ST. PAUL, Minnesota, March 15 – Minnesota Senate Republicans issued the following news on March 14, 2022:
Minnesota State Senator Carla Nelson (R-Rochester) and her Senate colleagues today voted to extend Minnesota’s successful reinsurance program. Extending the program guarantees that insurance rates in the individual market will remain stable for Minnesota families.
“When countless families were caught in an endless cycle of double-digit health insurance spikes, reinsurance was the program that saved the day,” Nelson said. “Minnesota has long been a health care leader and reinsurance is another example of a program that received national recognition for its success. Continuing to fund reinsurance is one of the things we can do to help keep health insurance rates stable. “
In 2016 insurance premiums for the individual market increased by double digits, as high as 49%, due to changes from the Affordable Care Act. Additionally, some counties had just one health care insurance plan available to them. Senate Republicans acted in 2017 to lower premiums and increase competition among providers by passing Minnesota’s reinsurance program. Following reinsurance implementation, costs stabilized and every county in Minnesota has at least two health care plan options to choose from.
The reinsurance program has proven to be extremely effective at lowering costs for consumers.
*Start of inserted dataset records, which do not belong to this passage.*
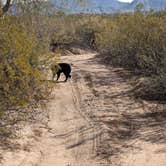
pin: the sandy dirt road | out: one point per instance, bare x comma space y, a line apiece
94, 120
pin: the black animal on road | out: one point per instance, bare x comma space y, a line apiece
59, 68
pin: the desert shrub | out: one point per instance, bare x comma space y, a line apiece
19, 74
136, 41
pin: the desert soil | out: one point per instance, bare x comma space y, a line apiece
94, 120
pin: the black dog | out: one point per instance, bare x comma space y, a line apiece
59, 68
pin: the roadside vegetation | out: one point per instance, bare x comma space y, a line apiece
136, 41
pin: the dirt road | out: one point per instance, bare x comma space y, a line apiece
94, 120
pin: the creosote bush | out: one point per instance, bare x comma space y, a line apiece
19, 74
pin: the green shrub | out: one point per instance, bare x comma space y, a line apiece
19, 74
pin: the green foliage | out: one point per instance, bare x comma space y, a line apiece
19, 74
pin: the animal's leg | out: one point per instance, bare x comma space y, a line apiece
66, 78
58, 75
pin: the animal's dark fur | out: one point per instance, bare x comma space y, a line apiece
64, 68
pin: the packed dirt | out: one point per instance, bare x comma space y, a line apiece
94, 120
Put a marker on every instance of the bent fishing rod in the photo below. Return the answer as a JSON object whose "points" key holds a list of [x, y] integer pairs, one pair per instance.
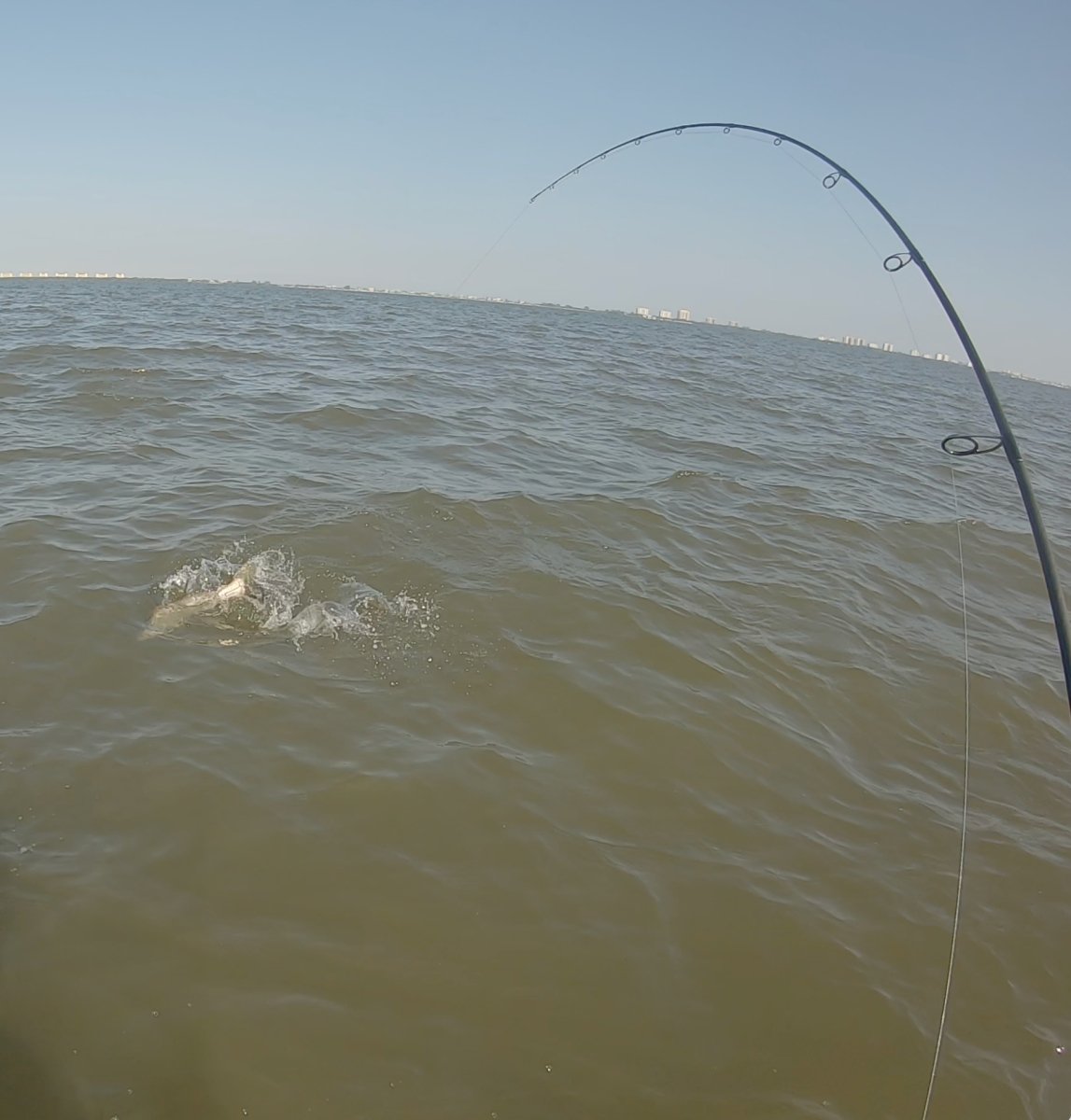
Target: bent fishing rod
{"points": [[953, 445]]}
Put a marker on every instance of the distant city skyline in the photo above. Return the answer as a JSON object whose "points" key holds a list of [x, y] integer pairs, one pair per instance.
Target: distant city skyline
{"points": [[398, 146], [683, 315]]}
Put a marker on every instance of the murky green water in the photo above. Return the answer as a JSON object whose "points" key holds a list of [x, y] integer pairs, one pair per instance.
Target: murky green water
{"points": [[617, 770]]}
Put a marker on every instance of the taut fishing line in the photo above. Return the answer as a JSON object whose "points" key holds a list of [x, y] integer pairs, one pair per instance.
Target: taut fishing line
{"points": [[957, 445]]}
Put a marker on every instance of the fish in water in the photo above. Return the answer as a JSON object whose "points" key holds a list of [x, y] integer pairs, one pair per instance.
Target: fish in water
{"points": [[172, 615]]}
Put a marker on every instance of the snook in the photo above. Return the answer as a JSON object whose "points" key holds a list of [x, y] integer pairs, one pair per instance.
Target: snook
{"points": [[173, 615]]}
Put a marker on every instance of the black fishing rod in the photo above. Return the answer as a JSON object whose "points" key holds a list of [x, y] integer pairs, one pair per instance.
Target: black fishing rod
{"points": [[953, 445]]}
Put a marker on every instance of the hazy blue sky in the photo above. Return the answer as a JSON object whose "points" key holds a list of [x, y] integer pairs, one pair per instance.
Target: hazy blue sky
{"points": [[390, 144]]}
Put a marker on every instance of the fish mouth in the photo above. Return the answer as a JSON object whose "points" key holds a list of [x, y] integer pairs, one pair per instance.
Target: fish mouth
{"points": [[202, 605]]}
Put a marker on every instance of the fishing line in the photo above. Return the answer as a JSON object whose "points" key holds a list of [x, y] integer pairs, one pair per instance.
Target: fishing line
{"points": [[498, 241], [874, 249], [892, 263], [957, 910]]}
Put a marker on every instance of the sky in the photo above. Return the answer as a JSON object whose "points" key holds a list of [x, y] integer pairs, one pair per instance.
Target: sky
{"points": [[391, 145]]}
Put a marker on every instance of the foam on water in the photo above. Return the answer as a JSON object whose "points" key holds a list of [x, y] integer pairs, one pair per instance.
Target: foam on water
{"points": [[275, 605]]}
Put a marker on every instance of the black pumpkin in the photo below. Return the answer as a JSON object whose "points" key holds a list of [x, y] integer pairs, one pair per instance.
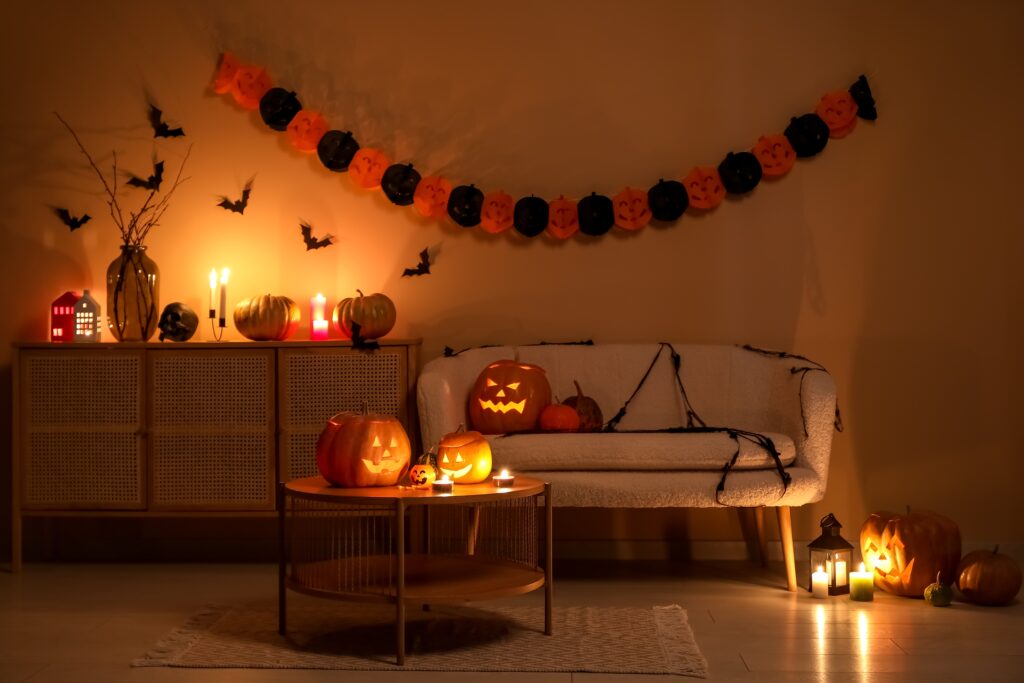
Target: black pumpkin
{"points": [[465, 204], [740, 172], [399, 183], [668, 200], [808, 134], [530, 215], [279, 107], [336, 150], [596, 213]]}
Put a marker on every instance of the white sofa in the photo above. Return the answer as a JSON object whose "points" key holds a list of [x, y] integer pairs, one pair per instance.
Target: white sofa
{"points": [[788, 399]]}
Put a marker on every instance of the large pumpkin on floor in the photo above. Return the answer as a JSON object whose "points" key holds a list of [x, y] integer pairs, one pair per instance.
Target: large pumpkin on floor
{"points": [[508, 396], [363, 450], [986, 578], [907, 551], [266, 317]]}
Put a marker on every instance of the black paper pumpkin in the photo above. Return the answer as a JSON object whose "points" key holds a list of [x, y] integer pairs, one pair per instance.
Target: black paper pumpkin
{"points": [[808, 134], [530, 215], [278, 107], [740, 172], [399, 183], [597, 214], [668, 200], [861, 93], [465, 203], [336, 150]]}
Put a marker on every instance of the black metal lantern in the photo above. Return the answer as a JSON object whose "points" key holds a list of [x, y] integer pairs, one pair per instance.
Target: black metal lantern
{"points": [[830, 553]]}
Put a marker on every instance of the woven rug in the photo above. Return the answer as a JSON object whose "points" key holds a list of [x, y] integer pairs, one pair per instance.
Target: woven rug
{"points": [[352, 636]]}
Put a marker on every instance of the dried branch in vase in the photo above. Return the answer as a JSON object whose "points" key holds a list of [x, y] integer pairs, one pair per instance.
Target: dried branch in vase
{"points": [[134, 225]]}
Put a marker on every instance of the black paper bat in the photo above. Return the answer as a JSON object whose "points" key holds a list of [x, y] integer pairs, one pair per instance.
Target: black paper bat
{"points": [[311, 242], [422, 268], [161, 129], [153, 182], [239, 206], [71, 221]]}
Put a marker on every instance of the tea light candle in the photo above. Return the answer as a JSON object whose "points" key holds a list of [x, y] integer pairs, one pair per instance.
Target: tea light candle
{"points": [[819, 584], [861, 585]]}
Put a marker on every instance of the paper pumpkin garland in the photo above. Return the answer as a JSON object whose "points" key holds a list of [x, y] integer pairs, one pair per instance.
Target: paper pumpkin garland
{"points": [[704, 187]]}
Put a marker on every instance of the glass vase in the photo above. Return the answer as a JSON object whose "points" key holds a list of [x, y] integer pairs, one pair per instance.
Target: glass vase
{"points": [[132, 295]]}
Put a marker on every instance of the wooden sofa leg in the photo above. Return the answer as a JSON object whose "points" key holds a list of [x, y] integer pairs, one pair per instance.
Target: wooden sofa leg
{"points": [[785, 537]]}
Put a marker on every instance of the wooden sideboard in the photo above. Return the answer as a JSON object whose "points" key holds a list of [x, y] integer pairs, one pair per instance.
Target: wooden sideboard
{"points": [[159, 429]]}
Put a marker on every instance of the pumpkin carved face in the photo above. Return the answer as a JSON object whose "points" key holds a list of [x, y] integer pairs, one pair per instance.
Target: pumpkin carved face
{"points": [[464, 457], [508, 396]]}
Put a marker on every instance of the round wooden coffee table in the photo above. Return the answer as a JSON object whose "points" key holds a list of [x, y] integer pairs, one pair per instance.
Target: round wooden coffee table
{"points": [[408, 546]]}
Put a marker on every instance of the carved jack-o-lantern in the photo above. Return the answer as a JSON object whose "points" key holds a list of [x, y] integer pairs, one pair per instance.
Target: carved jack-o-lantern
{"points": [[632, 209], [906, 552], [497, 213], [704, 187], [464, 457], [839, 111], [508, 396], [363, 450], [431, 196]]}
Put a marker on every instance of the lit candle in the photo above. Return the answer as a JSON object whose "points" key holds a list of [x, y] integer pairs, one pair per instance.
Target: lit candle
{"points": [[861, 585], [819, 584]]}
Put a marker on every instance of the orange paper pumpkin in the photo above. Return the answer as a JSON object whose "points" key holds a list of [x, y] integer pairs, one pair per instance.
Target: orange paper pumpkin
{"points": [[704, 187], [775, 155], [563, 220], [305, 130], [839, 111], [431, 196], [632, 209], [497, 213]]}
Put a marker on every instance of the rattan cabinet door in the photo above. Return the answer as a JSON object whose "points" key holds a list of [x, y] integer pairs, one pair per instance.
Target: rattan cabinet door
{"points": [[81, 429], [316, 383], [212, 416]]}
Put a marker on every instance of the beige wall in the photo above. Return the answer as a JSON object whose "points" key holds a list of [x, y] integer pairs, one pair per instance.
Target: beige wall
{"points": [[892, 258]]}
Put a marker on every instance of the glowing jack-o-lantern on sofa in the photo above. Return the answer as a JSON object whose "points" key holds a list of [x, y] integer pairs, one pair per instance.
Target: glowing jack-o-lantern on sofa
{"points": [[508, 396], [363, 450]]}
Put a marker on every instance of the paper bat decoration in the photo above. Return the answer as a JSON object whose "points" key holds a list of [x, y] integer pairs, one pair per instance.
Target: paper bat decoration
{"points": [[161, 129], [239, 206], [71, 221], [422, 268], [311, 242], [153, 182]]}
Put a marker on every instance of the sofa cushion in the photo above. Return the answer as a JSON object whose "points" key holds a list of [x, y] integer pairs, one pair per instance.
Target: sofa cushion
{"points": [[623, 451]]}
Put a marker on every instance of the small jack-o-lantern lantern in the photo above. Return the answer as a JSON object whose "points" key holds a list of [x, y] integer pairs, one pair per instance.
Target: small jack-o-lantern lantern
{"points": [[632, 209], [839, 111], [431, 196], [563, 221], [906, 552], [775, 155], [363, 450], [305, 130], [497, 213], [704, 187], [464, 457], [368, 168], [508, 396]]}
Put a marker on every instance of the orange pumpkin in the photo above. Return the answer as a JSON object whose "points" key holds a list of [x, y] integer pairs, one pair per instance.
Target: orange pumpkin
{"points": [[464, 456], [363, 450], [305, 130], [632, 209], [508, 396], [704, 187], [839, 111], [368, 168], [431, 196], [775, 155], [497, 213]]}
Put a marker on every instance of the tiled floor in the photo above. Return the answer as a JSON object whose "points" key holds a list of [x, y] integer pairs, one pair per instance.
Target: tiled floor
{"points": [[73, 623]]}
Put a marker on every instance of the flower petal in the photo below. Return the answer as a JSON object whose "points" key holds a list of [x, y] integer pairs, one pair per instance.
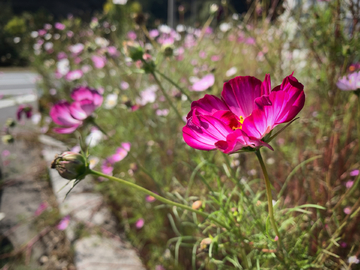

Over the first three years after the implementation of the program, premiums decreased by 25.5 percent in Minnesota as compared with an increase of 25.9 percent for the United States overall. The program has led to Minnesota enjoying some of the lowest health insurance rates in the country. Additionally, reinsurance has proven so successful that several other states have created programs since 2017.
Last year the program faced a cut due to opposition from Governor Walz. The costs picked up by the program were reduced from 80% to 60% which led to the largest annual increase in premiums since the program’s inception. The Senate’s bill would return the coinsurance level to 80% which will save the average enrollee $ 130 per month compared to $ 100 at the 60% level. Without the program, the Center of Medicaid Studies suggests premiums could rise as much as 36% in the individual marketplace in 2023. According to the Department of Commerceit is estimated 15,000 Minnesotans will lose health insurance without the program.
The bill now awaits action by the House of Representatives.